Update: Arrr I just realised another problem: if I do the above, then SVN will think that the file has changed. Hmm this seems difficult. For the feature to work properly, it really needs fairly tight integration into the client.

Craig McQueen
I believe in the "evilness" of meta-information here because that information (the SVN revision number) should not be relevant to your document. It is not about SVN per se, or about merging or updating. It is about the difference between an information part of the data (this is "2.0" of my document) and a technical meta-information (this is "rev. 1597" of my document ???). The latter *should not*, IMO, be displayed.
VonC
On the other hand, it's likely that SVN will end up storing multiple revisions with the same "document version number" (unless the committer updates it on every commit, which is almost certainly not going to happen). So if you have several revisions in SVN all saying "2.0", how do you know which is the "official" 2.0?
Craig McQueen
+1  A: 

We are actually using a "system" somewhat similar (created by a former collegue), that solves some these issues.

The desires...

  • We want to be able to see that two printouts are actually of the same version.
  • We want to be able to locate the source of a print out (including revision).
  • We want to elliminate problems originating from authors forgetting to update revision number.

The solution

We are not using the svn revision number, but instead use a "human" revision number for our documents.

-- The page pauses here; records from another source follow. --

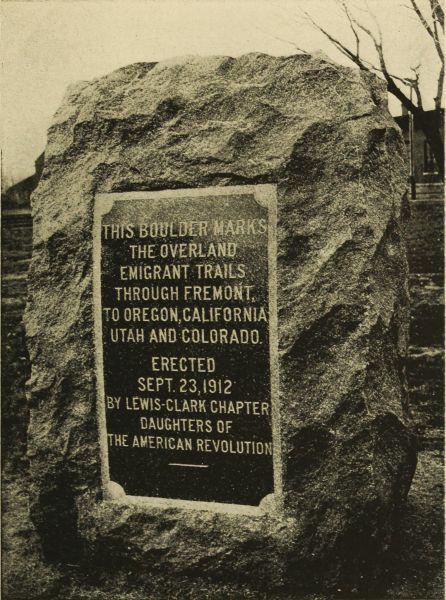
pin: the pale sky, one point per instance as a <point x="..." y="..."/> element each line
<point x="48" y="45"/>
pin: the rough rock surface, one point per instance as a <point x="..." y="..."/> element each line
<point x="322" y="133"/>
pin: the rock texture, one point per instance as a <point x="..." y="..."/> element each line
<point x="322" y="133"/>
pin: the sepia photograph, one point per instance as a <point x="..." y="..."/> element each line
<point x="222" y="330"/>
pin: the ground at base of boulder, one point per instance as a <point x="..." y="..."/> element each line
<point x="415" y="570"/>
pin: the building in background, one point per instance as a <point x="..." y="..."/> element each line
<point x="425" y="169"/>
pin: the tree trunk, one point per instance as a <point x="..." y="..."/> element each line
<point x="433" y="134"/>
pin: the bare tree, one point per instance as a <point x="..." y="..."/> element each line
<point x="405" y="89"/>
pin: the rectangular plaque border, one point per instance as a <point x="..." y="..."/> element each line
<point x="266" y="196"/>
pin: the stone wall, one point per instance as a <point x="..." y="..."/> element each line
<point x="425" y="364"/>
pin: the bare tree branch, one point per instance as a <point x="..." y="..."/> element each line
<point x="440" y="83"/>
<point x="437" y="13"/>
<point x="355" y="33"/>
<point x="416" y="86"/>
<point x="432" y="32"/>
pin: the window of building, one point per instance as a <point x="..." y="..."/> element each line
<point x="430" y="166"/>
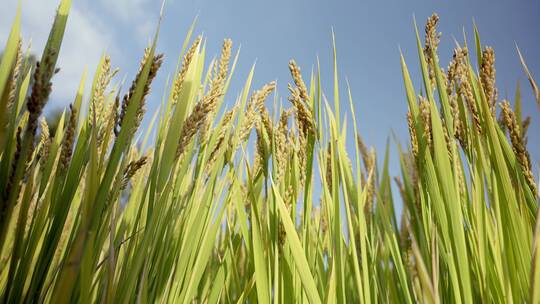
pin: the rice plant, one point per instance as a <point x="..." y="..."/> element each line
<point x="221" y="200"/>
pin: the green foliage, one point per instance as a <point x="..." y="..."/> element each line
<point x="93" y="212"/>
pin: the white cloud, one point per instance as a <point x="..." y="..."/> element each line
<point x="86" y="38"/>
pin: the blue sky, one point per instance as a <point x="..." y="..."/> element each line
<point x="368" y="35"/>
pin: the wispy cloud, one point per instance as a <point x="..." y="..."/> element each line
<point x="86" y="38"/>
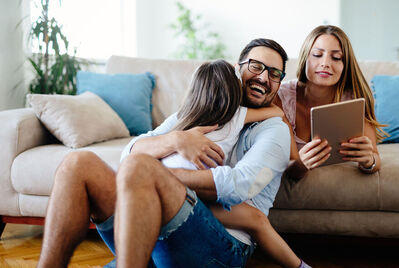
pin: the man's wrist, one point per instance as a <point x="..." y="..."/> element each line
<point x="369" y="168"/>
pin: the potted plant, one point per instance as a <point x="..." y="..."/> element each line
<point x="55" y="70"/>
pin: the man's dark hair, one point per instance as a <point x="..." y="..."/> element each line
<point x="262" y="42"/>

To make sure that we do not have multiple versions with identical revision number floating around the number is automatically updated whenever the document is modified, i.e. there will be several "revisions" that are never released... guess it's not perfect...

The semi technical details...

  • The "human" revision number is stored in a custom property of the document.
  • We have set all word documents to requre lock (svn:needs-lock)
  • On Lock a plus sign is added to the end of the revision string to indicate a "dirty" version.
  • On Commit the plus sign is removed and the number is incremented

Result

a system where we have a revision number in the printed document that:

  • do not change unless the document changes
  • indicates dirty versions, i.e. print outs from modified working copy
  • differs if the documents are different (i.e. no problem with authors forgetting to update the revision)
Lars Kristensen
A: 

Unfortunately, you can't avoid using MS-Word where you work. Currently, I'm trying to integrate svn and LaTeX [using the svn-multi package] to produce our quality documentation. I'm working with users to instill the idea that a commit is a "really big deal" and only happens after the Change Controls are all signed off.

Then, the process is commit, update, compile with pdflatex, dump .pdf docs to our document server. That way the .pdf docs and the repository have the same rev number.

svn-multi is nice in that the individual files retain their rev number when the overall document rev number may be higher [think revs of chapters in a book vs. the whole book].

Yuri gagarian
A: 

Stefan's answer is the one I was looking for, i.e. how to get the SVN revision into the doc. I use SVN to manage the many versions of documents that we generate. Excellent work Tobi!